Le dernier soir du congrès, les délégués sont invités dans une grande salle située dans une forêt de séquoias. Claude est abasourdi devant ces géants majestueux. Il apprend qu’ils peuvent atteindre 275 pieds de hauteur et 30 pieds de diamètre. Mais ce n’est pas seulement leurs dimensions qui l’impressionnent mais aussi leur âge car plusieurs étaient déjà de grands arbres lorsque Jésus marcha sur la terre. Après le dîner, un grand spectacle avec musiciens, chanteurs et comiques professionnels est présenté. Tout est en anglais. Vers la fin du spectacle, le maître de cérémonie dit avoir une demande spéciale. Il demande à Claude de venir sur scène pour chanter une chanson à répondre du Québec. Celui-ci, surpris, hésite à s’avancer mais les gens autour de lui le poussent et finalement la salle au complet l’appelle. Il se décide et monte sur scène. Il semble que sa réputation de maître de cérémonie et de chanteur, faite aux congrès de la Jeune Chambre de Montréal, se soit rendue aux oreilles du MC. Il est gêné et le trac le prend devant les mille personnes de l’assistance. Il tremble. Ne sait quoi dire. Et comme à l’habitude, il cherche une phrase clef qui le libérera. Tout à coup, elle vient. «I must be the only unpaid performer of this show!». Les Jaycees s’esclaffent et les applaudissements résonnent de partout. Il leur propose une chanson qu’ils connaissent tous, «Alouette». Ils acquiescent bruyamment. Mais ce sera une version anglaise dans laquelle «Alouette» est remplacé par «Hollywood». «Ok ?» lance-t-il, «OK ! »répond la salle en écho. Il explique ce que veux dire «je te plumerai», le mot «gentil» et commence:

Hollywood, gentil Hollywood

Hollywood, je t’y plumerai

Je t’y plumerai Betty Grable

Je t’y plumerai Betty Grable

Betty Grable

Betty Grable

In the stable

In the stable

Hollywood, Ah…

Puis passe une dizaine d’acteurs et d’actrices américains. Il reçoit une standing ovation et des applaudissements continus. On réclame un rappel. «One more only, it is late» prétexte-t-il.
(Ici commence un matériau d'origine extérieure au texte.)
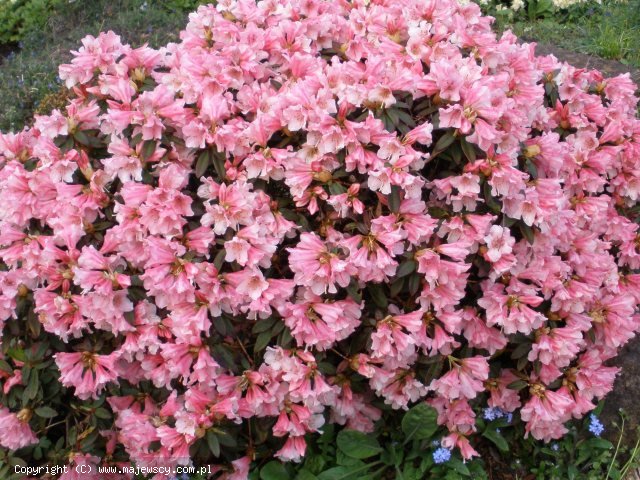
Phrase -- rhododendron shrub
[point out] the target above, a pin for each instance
(310, 213)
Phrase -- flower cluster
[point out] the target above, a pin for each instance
(308, 212)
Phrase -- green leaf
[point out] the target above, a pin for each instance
(357, 445)
(468, 149)
(274, 470)
(414, 283)
(445, 141)
(497, 439)
(204, 159)
(82, 137)
(148, 147)
(262, 341)
(102, 413)
(531, 168)
(218, 163)
(336, 189)
(214, 443)
(394, 199)
(263, 325)
(492, 203)
(459, 467)
(17, 354)
(32, 389)
(517, 385)
(527, 232)
(352, 472)
(378, 295)
(46, 412)
(420, 423)
(305, 474)
(354, 291)
(5, 367)
(406, 268)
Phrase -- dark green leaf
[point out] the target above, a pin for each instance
(262, 341)
(468, 149)
(274, 470)
(32, 389)
(46, 412)
(497, 439)
(517, 385)
(527, 232)
(204, 159)
(394, 199)
(406, 268)
(378, 295)
(492, 203)
(214, 443)
(420, 423)
(147, 150)
(305, 474)
(445, 141)
(357, 444)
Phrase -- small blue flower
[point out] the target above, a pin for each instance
(595, 426)
(441, 455)
(493, 413)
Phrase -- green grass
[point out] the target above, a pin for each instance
(28, 77)
(610, 30)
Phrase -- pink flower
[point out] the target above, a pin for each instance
(15, 430)
(87, 372)
(317, 267)
(465, 379)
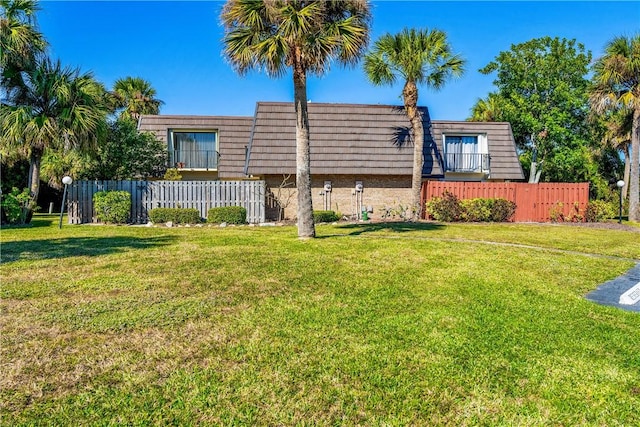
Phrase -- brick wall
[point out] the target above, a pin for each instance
(378, 192)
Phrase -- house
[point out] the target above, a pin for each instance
(361, 155)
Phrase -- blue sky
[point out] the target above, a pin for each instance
(177, 47)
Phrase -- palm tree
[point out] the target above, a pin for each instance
(618, 136)
(617, 87)
(304, 36)
(20, 41)
(418, 57)
(136, 97)
(486, 110)
(55, 108)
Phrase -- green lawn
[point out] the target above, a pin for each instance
(373, 324)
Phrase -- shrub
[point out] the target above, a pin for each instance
(175, 215)
(449, 208)
(228, 214)
(172, 174)
(599, 210)
(476, 210)
(502, 210)
(446, 208)
(325, 216)
(17, 205)
(112, 206)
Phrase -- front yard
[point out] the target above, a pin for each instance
(369, 324)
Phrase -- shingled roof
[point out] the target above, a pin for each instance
(233, 132)
(364, 140)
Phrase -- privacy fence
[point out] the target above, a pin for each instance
(147, 195)
(534, 202)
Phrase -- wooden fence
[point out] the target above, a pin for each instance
(146, 195)
(534, 202)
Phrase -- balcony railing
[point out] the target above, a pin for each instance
(194, 159)
(466, 163)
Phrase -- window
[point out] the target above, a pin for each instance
(466, 153)
(194, 149)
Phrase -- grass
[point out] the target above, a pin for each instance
(370, 324)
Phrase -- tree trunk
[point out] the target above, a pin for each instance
(306, 228)
(627, 172)
(35, 159)
(410, 97)
(634, 178)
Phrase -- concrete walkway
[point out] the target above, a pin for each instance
(609, 293)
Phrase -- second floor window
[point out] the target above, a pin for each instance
(465, 153)
(193, 149)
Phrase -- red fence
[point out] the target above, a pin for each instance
(535, 202)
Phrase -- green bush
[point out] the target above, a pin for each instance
(175, 215)
(112, 207)
(228, 214)
(502, 210)
(325, 216)
(17, 205)
(476, 210)
(599, 210)
(446, 208)
(449, 208)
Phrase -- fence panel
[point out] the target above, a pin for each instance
(147, 195)
(535, 202)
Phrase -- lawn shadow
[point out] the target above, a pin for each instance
(75, 246)
(396, 227)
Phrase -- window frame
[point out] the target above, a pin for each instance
(194, 161)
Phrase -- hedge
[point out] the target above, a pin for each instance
(325, 216)
(449, 208)
(112, 206)
(175, 215)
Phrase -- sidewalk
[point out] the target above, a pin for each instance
(609, 293)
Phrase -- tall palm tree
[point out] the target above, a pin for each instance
(136, 97)
(618, 136)
(303, 36)
(418, 57)
(20, 41)
(56, 108)
(616, 87)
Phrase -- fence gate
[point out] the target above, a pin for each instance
(147, 195)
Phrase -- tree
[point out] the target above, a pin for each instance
(486, 110)
(616, 86)
(54, 108)
(305, 37)
(127, 154)
(20, 41)
(418, 57)
(542, 92)
(135, 97)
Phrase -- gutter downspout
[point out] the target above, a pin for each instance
(247, 154)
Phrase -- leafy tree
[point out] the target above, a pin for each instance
(134, 97)
(616, 86)
(487, 110)
(542, 92)
(305, 37)
(55, 108)
(20, 41)
(127, 154)
(419, 57)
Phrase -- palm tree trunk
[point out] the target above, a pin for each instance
(306, 228)
(34, 181)
(627, 171)
(410, 97)
(634, 179)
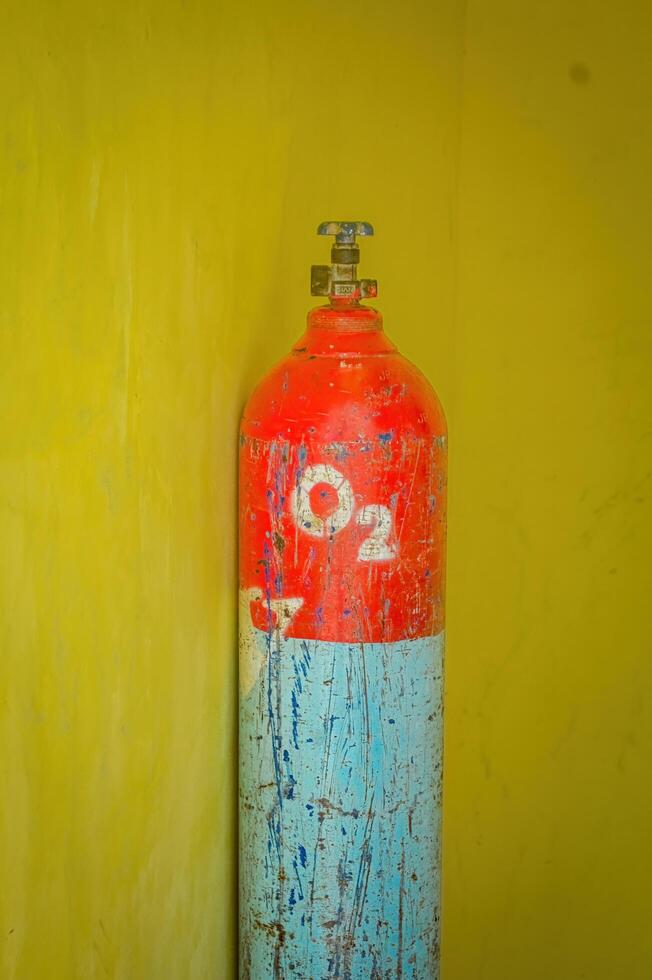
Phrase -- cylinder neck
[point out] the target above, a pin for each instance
(344, 326)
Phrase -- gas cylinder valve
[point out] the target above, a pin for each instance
(339, 279)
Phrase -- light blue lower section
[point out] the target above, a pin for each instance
(340, 802)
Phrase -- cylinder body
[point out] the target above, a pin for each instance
(342, 537)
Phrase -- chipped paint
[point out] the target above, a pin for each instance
(342, 482)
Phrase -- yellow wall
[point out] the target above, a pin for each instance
(162, 168)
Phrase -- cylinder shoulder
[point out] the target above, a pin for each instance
(335, 396)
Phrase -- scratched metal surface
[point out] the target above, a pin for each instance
(341, 797)
(342, 540)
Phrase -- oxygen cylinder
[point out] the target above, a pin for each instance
(342, 538)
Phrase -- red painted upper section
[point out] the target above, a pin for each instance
(363, 548)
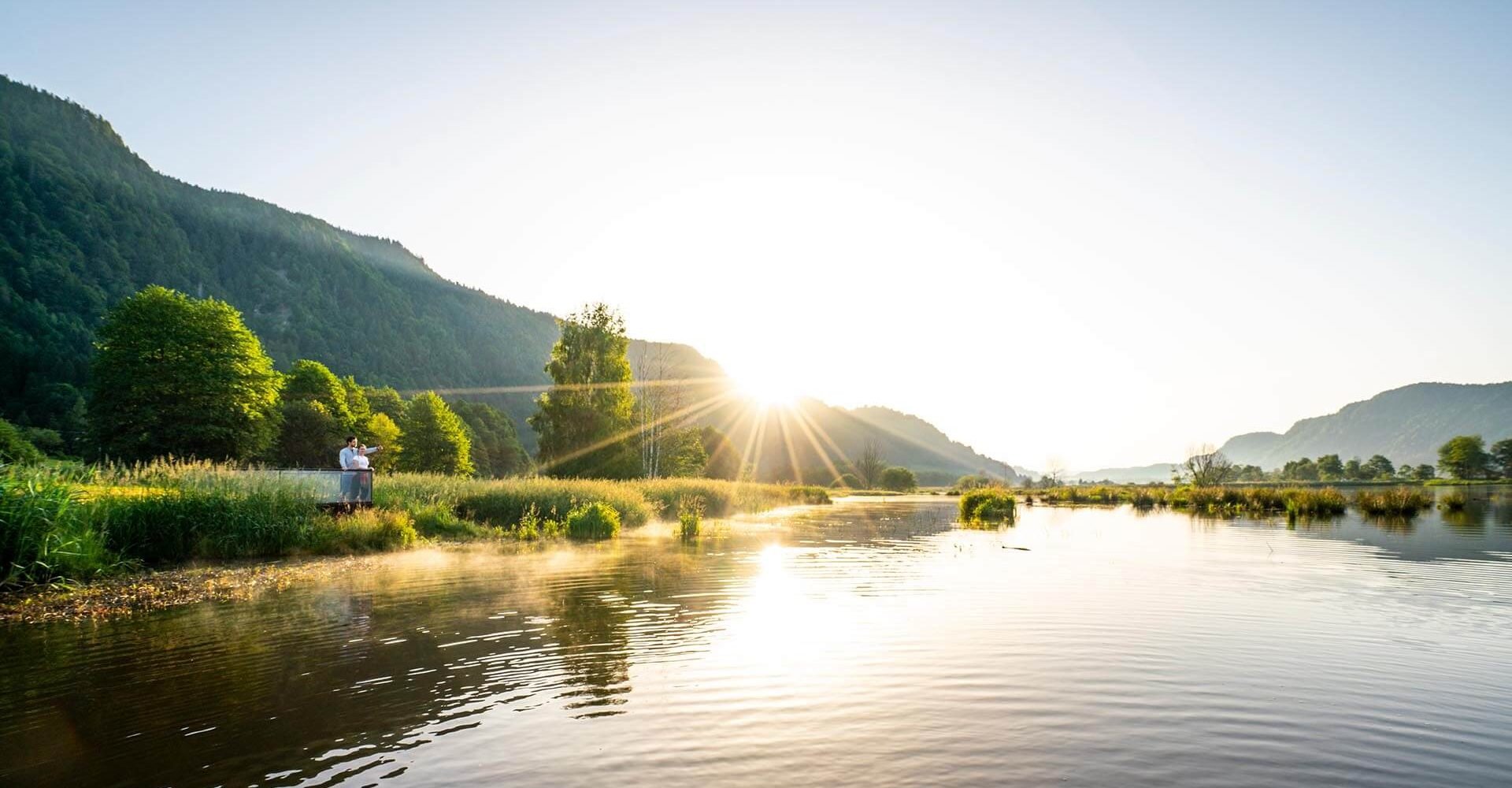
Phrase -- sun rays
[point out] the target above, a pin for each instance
(746, 413)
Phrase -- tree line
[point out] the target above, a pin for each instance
(185, 377)
(1461, 457)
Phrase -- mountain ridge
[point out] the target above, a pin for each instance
(88, 223)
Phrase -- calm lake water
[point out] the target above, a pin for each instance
(865, 643)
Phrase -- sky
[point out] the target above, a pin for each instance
(1066, 233)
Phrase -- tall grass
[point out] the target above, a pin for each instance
(1398, 501)
(44, 533)
(986, 506)
(75, 522)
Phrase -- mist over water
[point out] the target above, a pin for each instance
(864, 643)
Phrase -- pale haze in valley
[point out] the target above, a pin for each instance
(1076, 233)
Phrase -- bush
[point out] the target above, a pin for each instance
(593, 521)
(690, 516)
(1454, 501)
(506, 503)
(897, 478)
(170, 525)
(986, 506)
(1393, 501)
(365, 530)
(44, 533)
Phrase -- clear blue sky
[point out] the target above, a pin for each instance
(1081, 232)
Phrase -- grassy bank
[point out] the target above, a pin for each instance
(73, 524)
(1301, 501)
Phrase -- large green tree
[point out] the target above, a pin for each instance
(586, 419)
(180, 375)
(1464, 457)
(317, 416)
(435, 437)
(1380, 468)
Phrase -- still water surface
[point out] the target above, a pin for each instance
(865, 643)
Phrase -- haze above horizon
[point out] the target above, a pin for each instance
(1091, 233)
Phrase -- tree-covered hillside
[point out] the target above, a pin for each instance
(85, 223)
(1406, 426)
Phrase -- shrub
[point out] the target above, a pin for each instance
(1454, 501)
(504, 503)
(1393, 501)
(361, 531)
(593, 521)
(690, 516)
(986, 506)
(897, 478)
(44, 533)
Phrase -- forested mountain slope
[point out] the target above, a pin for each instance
(85, 223)
(1406, 424)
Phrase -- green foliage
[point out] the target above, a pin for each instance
(380, 430)
(593, 521)
(496, 450)
(177, 375)
(1464, 457)
(986, 506)
(43, 533)
(1380, 468)
(1331, 468)
(361, 531)
(899, 480)
(312, 381)
(1502, 457)
(87, 225)
(14, 448)
(973, 481)
(309, 436)
(684, 452)
(1396, 501)
(869, 465)
(384, 400)
(690, 516)
(1454, 501)
(586, 418)
(1303, 469)
(724, 459)
(435, 437)
(172, 525)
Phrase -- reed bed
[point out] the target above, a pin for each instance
(1304, 501)
(70, 522)
(1396, 501)
(986, 506)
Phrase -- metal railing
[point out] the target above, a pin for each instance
(332, 486)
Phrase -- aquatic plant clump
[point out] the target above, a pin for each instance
(1398, 501)
(1455, 501)
(690, 516)
(986, 506)
(593, 521)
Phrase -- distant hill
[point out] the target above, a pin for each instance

Il entreprend la chanson à répondre «un pied mariton», qu’il a appris de Jean Nadeau au Varsity Weekend de l’AGEUM, avec tous les mouvements des hanches et de toutes les parties du corps. Il invite tous les délégués à se lever et à l’imiter tout en chantant. C’est un autre hit.

Le lendemain, il prend le train qui traverse les montagnes Rocheuses avec Ed Culkin, le nouveau président du YMS (Young Men’s Section of the Montreal Board of Trade). Ils voient les montagnes les plus spectaculaires du monde assis confortablement dans la partie haute et vitrée du Skyliner. Après une bonne nuit sur le train, ils arrivent à Lake Louise où ils découvrent un lac splendide de couleur émeraude. Ils logent, ce soir-là, dans le grand hôtel du Canadian Pacific et rentrent le lendemain à Calgary en auto où un nouvel avion les attend. C’est la merveille de l’heure, le Constellation, dont TransCanada Airlines vient de prendre livraison. Ils rentrent à Montréal, dans cet avion de luxe, heureux d’avoir pu faire ce magnifique voyage. Claude ne peut s’empêcher de conclure, lorsqu’il raconte le tout à Manon, «quel superbe pays nous avons !».